Das mittlere Vermögen bezeichnet den
Betrag, bei dem genau die Hälfte der Haushalte eines Landes mehr besitzt und die
andere Hälfte weniger. Statistiker halten
diesen Wert für genauer als Durchschnitte, weil es den Durchschnitt nach oben
treibt, wenn ein Land sehr viele Reiche
hat. In der Bundesrepublik klafft das Vermögen von Armen und Reichen nach Angaben des Deutschen Instituts für Wirtschaftsforschung so stark auseinander
wie nirgends sonst in der Euro-Zone. Es
gibt viele Firmen in Familienbesitz. Die
reichsten zehn Prozent der Deutschen vereinen mehr als 60 Prozent des ganzen Vermögens auf sich.

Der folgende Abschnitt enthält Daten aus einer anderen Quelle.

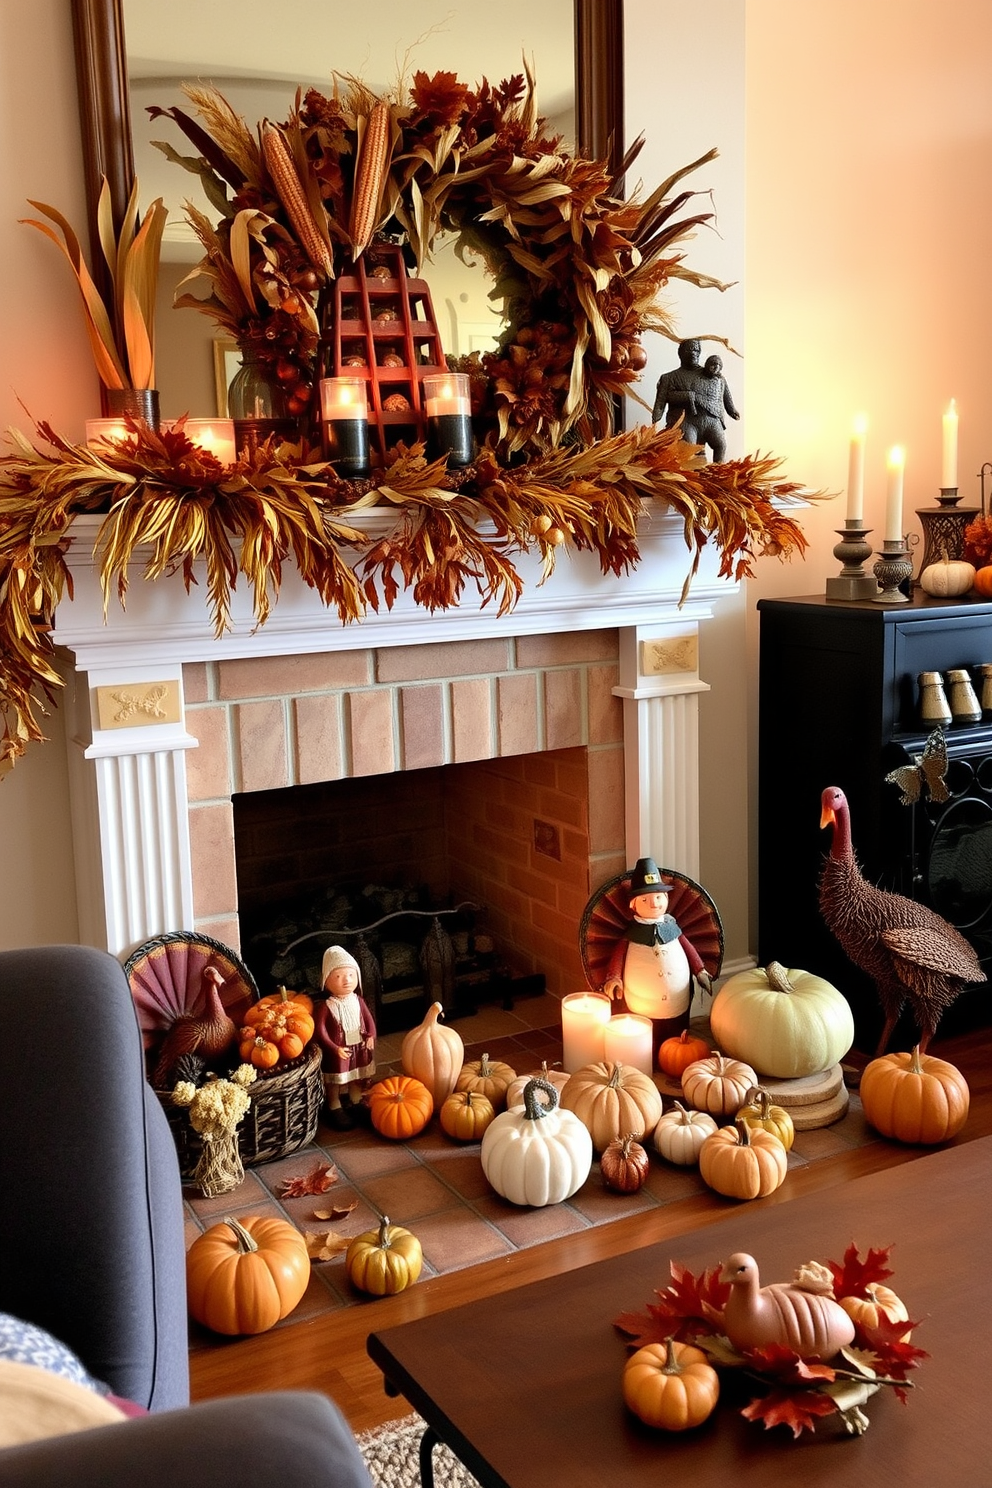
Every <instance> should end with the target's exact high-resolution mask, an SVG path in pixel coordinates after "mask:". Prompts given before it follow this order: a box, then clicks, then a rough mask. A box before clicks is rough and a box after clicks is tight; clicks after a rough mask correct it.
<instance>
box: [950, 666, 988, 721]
mask: <svg viewBox="0 0 992 1488" xmlns="http://www.w3.org/2000/svg"><path fill="white" fill-rule="evenodd" d="M947 702H949V704H950V716H952V719H953V720H955V723H980V722H982V707H980V704H979V699H977V698H976V695H974V687H973V686H971V677H970V676H968V671H967V668H965V667H959V668H956V670H955V671H949V673H947Z"/></svg>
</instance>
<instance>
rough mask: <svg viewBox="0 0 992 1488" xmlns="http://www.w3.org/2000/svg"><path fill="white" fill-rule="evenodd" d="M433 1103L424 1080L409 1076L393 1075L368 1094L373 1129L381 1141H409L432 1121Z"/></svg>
mask: <svg viewBox="0 0 992 1488" xmlns="http://www.w3.org/2000/svg"><path fill="white" fill-rule="evenodd" d="M433 1110H434V1101H433V1100H431V1092H430V1091H428V1089H427V1086H425V1085H424V1083H422V1082H421V1080H415V1079H413V1077H412V1076H410V1074H391V1076H390V1077H388V1079H385V1080H379V1083H378V1085H373V1086H372V1089H370V1091H369V1112H370V1115H372V1125H373V1126H375V1129H376V1131H378V1132H379V1135H381V1137H390V1138H391V1140H393V1141H406V1138H408V1137H416V1134H418V1131H424V1126H425V1125H427V1122H428V1120H430V1119H431V1113H433Z"/></svg>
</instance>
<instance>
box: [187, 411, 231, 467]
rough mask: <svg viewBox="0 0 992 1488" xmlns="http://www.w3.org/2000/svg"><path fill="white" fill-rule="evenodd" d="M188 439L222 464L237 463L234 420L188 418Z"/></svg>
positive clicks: (187, 420)
mask: <svg viewBox="0 0 992 1488" xmlns="http://www.w3.org/2000/svg"><path fill="white" fill-rule="evenodd" d="M186 437H187V439H189V440H190V442H192V443H195V445H199V448H201V449H205V451H207V452H208V454H211V455H214V458H216V460H219V461H220V463H222V464H233V463H235V434H233V418H187V420H186Z"/></svg>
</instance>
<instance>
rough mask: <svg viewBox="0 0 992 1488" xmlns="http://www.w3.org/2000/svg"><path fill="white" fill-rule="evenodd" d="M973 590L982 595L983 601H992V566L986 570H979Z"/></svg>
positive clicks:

Betrachtet man bei der
EZB-Studie die Durchschnitte, fällt die
Bilanz der Deutschen besser aus. Sie liegen dennoch hinter Italienern, Franzosen,
Spaniern und vielen kleinen Nationen.
Eine Erklärung für das geringe Vermögen der Deutschen ist ihre Geldanlage.
Nur jeder zehnte besitzt Aktien, aber die
Mehrheit Lebensversicherungen oder
Sparkonten, die oft kaum Gewinn abwerfen. Außerdem wohnen nur etwa 40 Prozent im eigenen Haus. Dagegen besitzen
70 bis 80 Prozent der Italiener und Spanier Immobilien, die einst günstig erworben
wurden und zum Teil erhebliche Wertsteigerungen erfahren haben. Auch geringer
Verdienst erklärt die Unterschiede. Laut
Sachverständigenrat der Bundesregierung bilden Haushalte unter 2000 Euro
Nettoeinkommen im Schnitt gar kein Vermögen. Sie verschulden sich.
Die EZB-Studie ist auch deshalb brisant, weil Deutschland und andere EuroPartnerstaaten wie Griechenland, Spanien, Portugal und Zypern mit Milliardenkrediten vor der Pleite gerettet haben.
Bundeskanzlerin Angela Merkel argumentierte nach der ersten Studie 2013, andere
Nationen seien reicher, doch die Rentenansprüche würden nicht berücksichtigt.
Nach damaligen Daten der OECD war die
Rente im Vergleich zum Lohn allerdings
in Deutschland nicht höher als in Südeuropa. Dafür arbeiteten die Deutschen länger
als Italiener, Spanier oder Griechen.